The most recent acquisition by the University in Prospect Park is a 1.27-acre site in the 2500 block of University Avenue Southeast, purchased in September, that will become housing for patients receiving cancer treatment at the University.

Susan Weinberg, director of the University’s Real Estate Office, said the future facility will be a positive for the neighborhood.

“It’s a good fit to serve those patients who are receiving cancer treatments,” she said. “Before it was a rundown motel, so the property will be substantially improved.”

Ward 2 council member Paul Zerby, who lives in the neighborhood, said he has seen more students moving into the area, especially near St. Paul. Zerby said the neighborhood has retained a different reputation than other neighborhoods with students.

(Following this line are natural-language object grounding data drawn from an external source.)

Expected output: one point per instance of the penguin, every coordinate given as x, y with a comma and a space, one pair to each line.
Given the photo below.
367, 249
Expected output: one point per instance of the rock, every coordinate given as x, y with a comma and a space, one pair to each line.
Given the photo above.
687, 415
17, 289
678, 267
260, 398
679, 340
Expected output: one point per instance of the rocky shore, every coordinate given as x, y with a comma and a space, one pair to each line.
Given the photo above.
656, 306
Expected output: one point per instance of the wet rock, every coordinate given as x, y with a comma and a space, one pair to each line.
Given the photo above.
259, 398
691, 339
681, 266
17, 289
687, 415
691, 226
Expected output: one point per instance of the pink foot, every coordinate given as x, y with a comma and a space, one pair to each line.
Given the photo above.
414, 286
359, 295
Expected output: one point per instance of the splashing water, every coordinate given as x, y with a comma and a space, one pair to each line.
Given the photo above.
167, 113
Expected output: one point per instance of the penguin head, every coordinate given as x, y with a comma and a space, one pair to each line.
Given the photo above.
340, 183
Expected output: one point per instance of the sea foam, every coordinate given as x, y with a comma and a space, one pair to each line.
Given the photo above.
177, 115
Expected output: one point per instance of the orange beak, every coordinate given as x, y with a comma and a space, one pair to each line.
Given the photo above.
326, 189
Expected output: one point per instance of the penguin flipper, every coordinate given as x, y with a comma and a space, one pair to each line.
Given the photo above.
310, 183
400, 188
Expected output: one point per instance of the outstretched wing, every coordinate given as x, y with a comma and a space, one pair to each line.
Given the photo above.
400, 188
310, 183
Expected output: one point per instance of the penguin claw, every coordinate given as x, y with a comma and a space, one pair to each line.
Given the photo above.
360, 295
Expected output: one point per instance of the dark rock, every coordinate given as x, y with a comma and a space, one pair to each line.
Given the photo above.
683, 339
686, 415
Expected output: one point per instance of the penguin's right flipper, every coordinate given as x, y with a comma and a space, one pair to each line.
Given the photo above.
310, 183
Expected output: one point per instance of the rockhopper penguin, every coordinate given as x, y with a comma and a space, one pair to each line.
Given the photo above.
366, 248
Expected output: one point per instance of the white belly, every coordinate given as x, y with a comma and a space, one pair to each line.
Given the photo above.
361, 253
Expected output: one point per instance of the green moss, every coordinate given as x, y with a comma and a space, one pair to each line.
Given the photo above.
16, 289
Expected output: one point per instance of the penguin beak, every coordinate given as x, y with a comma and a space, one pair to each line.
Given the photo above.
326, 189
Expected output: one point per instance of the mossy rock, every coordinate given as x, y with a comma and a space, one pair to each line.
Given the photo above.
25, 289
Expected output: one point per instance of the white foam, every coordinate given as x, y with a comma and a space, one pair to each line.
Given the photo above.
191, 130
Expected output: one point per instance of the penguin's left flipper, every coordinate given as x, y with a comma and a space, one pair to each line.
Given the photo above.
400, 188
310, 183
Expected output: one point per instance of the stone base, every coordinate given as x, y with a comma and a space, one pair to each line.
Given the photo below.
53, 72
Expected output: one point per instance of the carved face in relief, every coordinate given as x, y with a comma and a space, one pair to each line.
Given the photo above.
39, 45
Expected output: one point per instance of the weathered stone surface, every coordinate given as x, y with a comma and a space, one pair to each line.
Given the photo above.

“We haven’t had the kinds of problems that have been the source of difficulty in Southeast Como and Marcy (Holmes),” he said.

According to Ring, Prospect Park is also working to become a designated historic district, which would make it one of the 25 largest historical districts in the country.

As a result, inventory must be taken of every dwelling in the district to create a data collection of the neighborhood. This process will take as much as two years, Ring said.

Prospect Park also houses many University students in residence facilities, such as the Melrose and University Village. Ring said students fit in well with the community, although he would like to see more student involvement.

Some students, such as political science senior Mark Erpelding, enjoy living in the neighborhood.

“I really like it,” he said. “It’s a nice residential area surrounded by a big city.”

Erpelding said he likes the mixtures of cultures he sees in the area.

Ring wants to see the neighborhood continue to thrive.

“It’s centrally located and close to the University,” he said. “It’s one of few communities where you can have your own plot of earth and feel like a traditional home.

“It certainly has the foundation for being an exceedingly good community for the city, but it isn’t guaranteed,” he said. “And that’s our struggle, to try and guide our community and city though the land mines.”